The foie gras is a straw man in the animal cruelty argument. People (including me) who are concerned about animal cruelty from agricultural practices need to focus their energy on the billion-dollar CAFO industry, where millions of animals are processed every year with no regard to their suffering. There are only two foie gras farms in the entire US and they are family-owned small businesses that show care and respect to their animals. But somehow people ignore the cattle feedlots, battery chicken farms, and restrictive hog farms where pigs spend their entire lives in pens so small that they can barely turn around.

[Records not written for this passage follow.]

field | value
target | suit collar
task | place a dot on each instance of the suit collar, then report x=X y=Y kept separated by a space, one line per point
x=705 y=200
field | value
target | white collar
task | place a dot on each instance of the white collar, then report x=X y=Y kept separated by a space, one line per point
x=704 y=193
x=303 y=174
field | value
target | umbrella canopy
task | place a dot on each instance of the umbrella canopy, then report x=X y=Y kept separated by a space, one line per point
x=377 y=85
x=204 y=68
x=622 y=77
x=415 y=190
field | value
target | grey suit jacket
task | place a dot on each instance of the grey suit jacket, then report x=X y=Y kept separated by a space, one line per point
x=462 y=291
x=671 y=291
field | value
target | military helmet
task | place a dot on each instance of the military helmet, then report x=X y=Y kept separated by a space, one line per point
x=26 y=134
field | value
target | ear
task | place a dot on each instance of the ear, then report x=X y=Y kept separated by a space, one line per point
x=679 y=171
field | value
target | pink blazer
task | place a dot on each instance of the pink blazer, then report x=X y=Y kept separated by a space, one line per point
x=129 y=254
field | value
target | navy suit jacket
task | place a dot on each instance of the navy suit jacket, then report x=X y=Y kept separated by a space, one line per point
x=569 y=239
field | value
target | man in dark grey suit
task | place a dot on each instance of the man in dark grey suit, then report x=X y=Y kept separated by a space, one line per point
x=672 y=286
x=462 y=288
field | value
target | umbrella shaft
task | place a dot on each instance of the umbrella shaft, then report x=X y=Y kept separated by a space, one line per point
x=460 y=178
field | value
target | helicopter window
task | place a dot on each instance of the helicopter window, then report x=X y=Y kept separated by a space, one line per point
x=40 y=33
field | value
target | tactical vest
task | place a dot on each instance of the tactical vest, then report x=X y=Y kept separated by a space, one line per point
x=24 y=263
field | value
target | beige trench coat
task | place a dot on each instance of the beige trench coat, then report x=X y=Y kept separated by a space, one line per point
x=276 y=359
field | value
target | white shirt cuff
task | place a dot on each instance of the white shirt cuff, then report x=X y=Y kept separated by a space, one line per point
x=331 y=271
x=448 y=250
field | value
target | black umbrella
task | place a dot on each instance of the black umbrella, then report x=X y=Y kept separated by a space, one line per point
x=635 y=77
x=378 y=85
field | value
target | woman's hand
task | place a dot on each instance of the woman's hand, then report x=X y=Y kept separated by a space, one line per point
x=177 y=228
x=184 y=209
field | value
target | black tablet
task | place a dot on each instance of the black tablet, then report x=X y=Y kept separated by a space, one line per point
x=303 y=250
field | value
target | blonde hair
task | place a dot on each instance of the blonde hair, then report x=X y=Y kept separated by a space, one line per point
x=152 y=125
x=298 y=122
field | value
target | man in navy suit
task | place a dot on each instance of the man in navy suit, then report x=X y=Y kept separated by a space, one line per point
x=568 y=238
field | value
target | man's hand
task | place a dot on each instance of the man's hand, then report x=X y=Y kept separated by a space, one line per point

The ducks on farms like Hudson Valley Foie Gras spend the majority of their lives in natural conditions and actually volunteer for gavage (tube feeding in the fall). Ducks naturally overfeed at this time of year and their livers are genetically disposed to fattening before migration. 

There are more than likely foie gras production farms in other countries that do not meet the high standards that places like Hudson Valley adhere to. The key, as with all meat, is to know your source and support the farmers and ranchers who are doing it right. Or if you simply can't cope with death as part of the human food chain, become a vegetarian.